Chattanooga wins pension lawsuit filed by retired police officers, firefighters

Judge rules city can cut the adjustment for costs of living

Chattanooga Mayor Andy Berke turns to police and firefighter union leaders during his announcement of a decision about the police and firefighters pension plan at the Fraternal Order of Police headquarters on Holtzclaw Avenue.
Chattanooga Mayor Andy Berke turns to police and firefighter union leaders during his announcement of a decision about the police and firefighters pension plan at the Fraternal Order of Police headquarters on Holtzclaw Avenue.

In a big win for Chattanooga Mayor Andrew Berke's administration, a federal court judge dismissed a lawsuit filed by four retired police officers and firefighters that challenged the city's decision to reduce the cost-of-living adjustments to their pensions.

U.S. District Court Judge Curtis Collier granted the city's motion for summary judgment in a decision issued Tuesday.

photo Curtis Collier
photo Current firefighter's Richard Meier, left, and Tim Zink walk with retired firefighter Greg Gaston and more than 30 police and firefighters march to City Hall for a City Council meeting in February in protest of Chattanooga Mayor Andy Berke's pension reform.

Mayor Berke praised the ruling, saying it preserved his pension reform plan. "Last year, the Fire and Police Pension was reformed to ensure the longterm fiscal health of the city and meet our obligations to first responders," he said in a statement. "We are excited this solution was validated by the court today, ensuring the city will be able to continue to provide competitive benefits for our police and firefighters for years to come."

In 2014, the City Council voted to reduce the cost-of-living adjustment, or COLA, for retired police officers and firefighters from a guaranteed annual 3 percent rate to an average of 1.5 percent, depending on the level of benefits a retiree was receiving. Reducing the cost-of-living adjustment level was part of a package of reforms produced by an 18-member task force Berke set up to reduce the city's $150 million unfunded pension liability and address what the mayor said was an increasingly unsustainable city contribution to the pension fund.

The reform also increased employees' pension contributions by nearly 40 percent, while saving the city more than $227 million over the next 24 years, the mayor's office said.

In response, two retired firefighters and two retired police officers filed a class-action lawsuit, claiming that the city was taking away a vested financial interest they felt was promised to them.

In his ruling, Judge Collier rejected that claim, agreeing with the city that the cost-of-living adjustment was not a contract.
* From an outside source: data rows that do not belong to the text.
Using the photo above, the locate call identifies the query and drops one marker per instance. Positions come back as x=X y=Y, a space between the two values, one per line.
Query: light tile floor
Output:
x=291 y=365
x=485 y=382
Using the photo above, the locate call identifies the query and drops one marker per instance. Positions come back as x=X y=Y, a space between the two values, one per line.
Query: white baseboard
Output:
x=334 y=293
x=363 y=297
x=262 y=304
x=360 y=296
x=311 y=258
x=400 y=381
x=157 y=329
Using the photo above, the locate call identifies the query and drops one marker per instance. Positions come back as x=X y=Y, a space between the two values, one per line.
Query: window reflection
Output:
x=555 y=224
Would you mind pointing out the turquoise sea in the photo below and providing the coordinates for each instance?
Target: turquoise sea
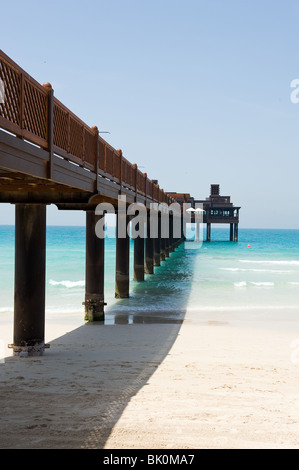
(212, 281)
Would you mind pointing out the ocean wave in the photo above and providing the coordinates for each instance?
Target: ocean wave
(263, 284)
(67, 284)
(244, 270)
(258, 284)
(236, 308)
(282, 262)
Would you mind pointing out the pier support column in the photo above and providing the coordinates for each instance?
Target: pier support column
(157, 244)
(94, 271)
(139, 259)
(30, 270)
(171, 239)
(122, 282)
(231, 232)
(149, 248)
(236, 233)
(162, 248)
(208, 231)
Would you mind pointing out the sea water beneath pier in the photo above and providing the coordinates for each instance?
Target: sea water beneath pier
(256, 278)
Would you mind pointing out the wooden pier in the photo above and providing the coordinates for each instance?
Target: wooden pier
(50, 156)
(217, 209)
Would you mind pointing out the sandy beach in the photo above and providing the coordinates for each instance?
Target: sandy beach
(151, 384)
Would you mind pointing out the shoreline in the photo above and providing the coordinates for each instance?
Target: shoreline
(214, 384)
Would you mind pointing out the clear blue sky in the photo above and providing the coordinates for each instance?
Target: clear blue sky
(195, 92)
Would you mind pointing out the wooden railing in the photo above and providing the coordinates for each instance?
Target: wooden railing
(30, 111)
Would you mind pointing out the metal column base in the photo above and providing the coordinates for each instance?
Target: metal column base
(94, 307)
(29, 350)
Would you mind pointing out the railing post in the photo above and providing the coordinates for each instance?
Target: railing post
(97, 161)
(120, 169)
(50, 91)
(22, 104)
(135, 179)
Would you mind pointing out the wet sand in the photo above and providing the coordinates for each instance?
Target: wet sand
(209, 384)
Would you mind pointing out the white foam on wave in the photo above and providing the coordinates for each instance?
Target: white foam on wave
(67, 284)
(263, 284)
(279, 262)
(258, 284)
(252, 270)
(236, 308)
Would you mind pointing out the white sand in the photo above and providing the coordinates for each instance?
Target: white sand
(199, 385)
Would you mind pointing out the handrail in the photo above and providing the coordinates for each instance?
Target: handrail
(31, 112)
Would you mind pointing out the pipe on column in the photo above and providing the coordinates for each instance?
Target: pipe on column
(94, 270)
(30, 274)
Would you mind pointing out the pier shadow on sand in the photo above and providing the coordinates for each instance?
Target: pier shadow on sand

The initial city pension plan, adopted in 1949, did not contain any adjustment for increases in the cost of living. That was added in 1980 and was pegged to the Consumer Price Index, with a maximum of 3 percent. That was changed in 2000 to a guaranteed 3 percent annual increase.

The judge noted that courts generally do not assume that lawmakers intend to establish a contract unless they specifically say so, citing a 2001 case in which a federal appeals court concluded, "the presumption is that 'a law is not intended to create private contractual or vested rights but merely declares a policy to be pursued until the legislature shall ordain otherwise.'"

He then turned to the city code that sets up the pension plan, noting that while it sets out the specific rights a retired police officer or firefighter has to a pension, it does not mention a cost-of-living adjustment. He concluded that the cost-of-living adjustment was not a vested right.

"The placement of the COLA in a provision of the City Code apart from the vesting provisions and the provisions listing retirement and pension benefits indicates that the COLA is not a vested financial benefit," Judge Collier wrote.

He added that the idea of a cost-of-living adjustment weighs against finding that it is a vested benefit.

"A COLA is an adjustment to the pensioners' benefit rather than a benefit itself," he wrote. "It is designed to ameliorate the effects of inflation It makes sense that the City would preserve its ability to adjust the COLA to respond to shifts in inflation rather than locking itself into a 3 percent COLA for all time."

Retired firefighter Greg Gaston, one of the plaintiffs in the case, said he was disappointed in the outcome, but said he and his fellow plaintiffs will appeal the ruling.

"It's not the end of it," he said. "I just believe right's right and wrong's wrong and the city ought to do what they promised."

Firefighter Chip O'Dell, who led protests against Berke's reform initiative in 2014, said many police officers and firefighters feel betrayed by the city.

"This is a benefit that was promised us back in 1999," he said in an interview Tuesday evening. "A lot of guys retired at 25 years because they were promised the cost-of-living increase. Berke jerked that out from under them."